Evidence for the involvement of spinal cord alpha1 adrenoceptors in nitrous oxide-induced antinociceptive effects in Fischer rats.

BACKGROUND: In a previous study, the authors found that nitrous oxide (N2O) exposure induces c-Fos (an immunohistochemical marker of neuronal activation) in spinal cord gamma-aminobutyric acid-mediated (GABAergic) neurons in Fischer rats. In this study, the authors sought evidence for the involvement of alpha1 adrenoceptors in the antinociceptive effect of N2O and in activation of GABAergic neurons in the spinal cord.

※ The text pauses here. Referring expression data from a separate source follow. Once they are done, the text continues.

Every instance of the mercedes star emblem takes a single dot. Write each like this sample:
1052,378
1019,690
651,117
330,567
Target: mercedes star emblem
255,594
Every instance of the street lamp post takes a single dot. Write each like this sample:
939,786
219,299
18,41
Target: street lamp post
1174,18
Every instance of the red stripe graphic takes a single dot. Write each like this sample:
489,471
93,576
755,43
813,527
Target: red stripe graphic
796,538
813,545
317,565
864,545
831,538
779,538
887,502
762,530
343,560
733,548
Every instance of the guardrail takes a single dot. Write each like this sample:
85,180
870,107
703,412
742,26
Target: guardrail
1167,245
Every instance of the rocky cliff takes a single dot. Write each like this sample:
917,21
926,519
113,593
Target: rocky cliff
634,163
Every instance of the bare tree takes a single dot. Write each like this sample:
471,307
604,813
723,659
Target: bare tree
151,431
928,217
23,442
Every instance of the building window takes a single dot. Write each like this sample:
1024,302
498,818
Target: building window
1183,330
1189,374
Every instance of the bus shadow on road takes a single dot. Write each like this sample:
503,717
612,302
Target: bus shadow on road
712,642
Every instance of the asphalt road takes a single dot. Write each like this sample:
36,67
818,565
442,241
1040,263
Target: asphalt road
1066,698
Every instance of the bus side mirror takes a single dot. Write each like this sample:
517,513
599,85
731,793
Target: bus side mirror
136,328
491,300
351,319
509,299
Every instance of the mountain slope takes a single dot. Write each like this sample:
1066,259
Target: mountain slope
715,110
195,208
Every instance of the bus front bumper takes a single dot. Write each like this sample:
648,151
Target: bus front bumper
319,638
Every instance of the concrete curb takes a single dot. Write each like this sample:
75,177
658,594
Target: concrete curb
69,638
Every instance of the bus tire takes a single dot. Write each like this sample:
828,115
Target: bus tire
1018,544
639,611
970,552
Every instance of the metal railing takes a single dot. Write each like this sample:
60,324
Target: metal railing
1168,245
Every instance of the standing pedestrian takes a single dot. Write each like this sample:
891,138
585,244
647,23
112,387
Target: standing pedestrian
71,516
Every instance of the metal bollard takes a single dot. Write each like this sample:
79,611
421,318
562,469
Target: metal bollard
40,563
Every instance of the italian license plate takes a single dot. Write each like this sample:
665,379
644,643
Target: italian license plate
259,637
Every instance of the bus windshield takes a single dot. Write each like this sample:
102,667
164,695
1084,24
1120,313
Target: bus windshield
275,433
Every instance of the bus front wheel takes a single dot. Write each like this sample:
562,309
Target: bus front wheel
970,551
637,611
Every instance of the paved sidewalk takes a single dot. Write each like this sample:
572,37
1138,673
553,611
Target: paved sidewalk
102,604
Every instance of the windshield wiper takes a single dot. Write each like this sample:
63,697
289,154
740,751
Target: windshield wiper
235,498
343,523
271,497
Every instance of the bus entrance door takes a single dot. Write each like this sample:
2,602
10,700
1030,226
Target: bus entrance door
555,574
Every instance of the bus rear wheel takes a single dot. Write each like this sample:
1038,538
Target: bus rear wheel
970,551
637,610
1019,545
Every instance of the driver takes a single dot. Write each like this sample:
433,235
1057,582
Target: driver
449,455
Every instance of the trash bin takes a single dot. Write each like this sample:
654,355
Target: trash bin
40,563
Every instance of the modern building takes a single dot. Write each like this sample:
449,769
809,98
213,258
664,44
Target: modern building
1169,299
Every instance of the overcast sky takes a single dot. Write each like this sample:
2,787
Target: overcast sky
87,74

METHODS: Adult male Fischer rats were injected intraperitoneally with alpha1 adrenoceptor antagonist, alpha2 adrenoceptor antagonist, opioid receptor antagonist, or serotonin receptor antagonist and, 15 min later, were exposed to either air (control) or 75% N2O. In some animals, nociception was investigated with the plantar test after 30 min of exposure, while in other animals, gas exposure was continued for 90 min and the spinal cord was examined for c-Fos immunostaining. In a separate experiment, animals were exposed to the above gases alone, after which the spinal cords were examined immunohistochemically for c-Fos and alpha1 adrenoceptor by double-staining methods.
RESULTS: The antinociceptive effect of N2O was attenuated by prazosin (an alpha1 adrenoceptor antagonist), yohimbine (an alpha2 adrenoceptor antagonist), and naloxone (an opioid receptor antagonist) but not by methysergide and tropisetron (serotonin receptor antagonists). N2O exposure induced c-Fos expression in the spinal cord, which was blocked by prazosin and naloxone but not by other drugs. N2O-induced c-Fos expression was colocalized with alpha1 adrenoceptor immunoreactivity in laminae III-IV.
CONCLUSIONS: These findings support the hypothesis that N2O activates GABAergic interneurons through alpha1 adrenoceptors to produce its antinociceptive effect.